Alquilo películas en el videoclub Hollywood, buen nombre, y conozco videoclubs que se llaman Rambo o Rocky o Indiana: el cine son historias de dioses en transformación, la continuación de las metamorfosis de Ovidio. Los videoclubs han heredado el gusto de los cines antiguos por los nombres legendarios, Capitol, Odeón, Rialto o Astoria, que fueron locales de grandiosidad ingenua, donde el espectador se transformaba en otro, fundido con el héroe de la pantalla. Uno entraba al cine y caía en las imágenes gigantes como en un pozo de sueños. Lux Edén, luz del paraíso, se llamó el primer gran cine de Granada, según ha contado Juan Bustos, y el Edén era un solar con sillas y tablas para sentarse. Allí se alzó luego, en 1919, el Banco Hispano Americano.

Desaparecieron los palacios del cine, y ahora existen en las afueras cines que son apéndices de centros comerciales, como si el centro comercial, nuevo templo del sagrado fin de semana, abarcara entre sus instalaciones una red de confesionarios de fantasías diurnas, una sección de probadores, no de trajes, sino de visiones oníricas industriales: los multicines.

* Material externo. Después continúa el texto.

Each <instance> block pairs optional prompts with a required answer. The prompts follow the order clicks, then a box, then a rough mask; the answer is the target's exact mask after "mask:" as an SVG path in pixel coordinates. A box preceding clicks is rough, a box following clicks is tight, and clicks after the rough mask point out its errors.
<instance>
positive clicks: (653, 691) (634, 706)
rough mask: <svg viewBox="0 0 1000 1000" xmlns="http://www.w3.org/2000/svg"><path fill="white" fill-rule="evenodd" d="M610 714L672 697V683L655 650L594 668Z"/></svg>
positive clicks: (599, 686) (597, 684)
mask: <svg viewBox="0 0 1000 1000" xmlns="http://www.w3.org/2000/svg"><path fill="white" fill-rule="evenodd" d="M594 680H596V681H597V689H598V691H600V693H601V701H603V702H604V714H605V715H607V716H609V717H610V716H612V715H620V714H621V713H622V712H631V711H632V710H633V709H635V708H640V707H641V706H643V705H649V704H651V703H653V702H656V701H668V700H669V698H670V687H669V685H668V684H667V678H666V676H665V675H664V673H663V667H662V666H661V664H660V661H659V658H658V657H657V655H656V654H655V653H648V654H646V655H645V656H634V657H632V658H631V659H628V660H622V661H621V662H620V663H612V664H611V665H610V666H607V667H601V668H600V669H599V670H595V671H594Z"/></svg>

Yo viví la extinción de los cines clásicos en Granada, en los años sesenta y setenta. El gran símbolo fue el Coliseo Olympia, que, demolidas sus columnas corintias y sus relieves de Apolo y las musas, sucumbió aplastado por un bloque de pisos. Y después ardió el cine Regio, y el Goya fue abandonado y tapiado, y el Gran Teatro Isabel la Católica dejó de ser cine de nombre de heroína cinematográfica, la reina de la conquista de Granada, América y la unidad de España, Isabel, en la pantalla Amparo Rivelles o Sigourney Weaver, la comandante que luchó contra Alien.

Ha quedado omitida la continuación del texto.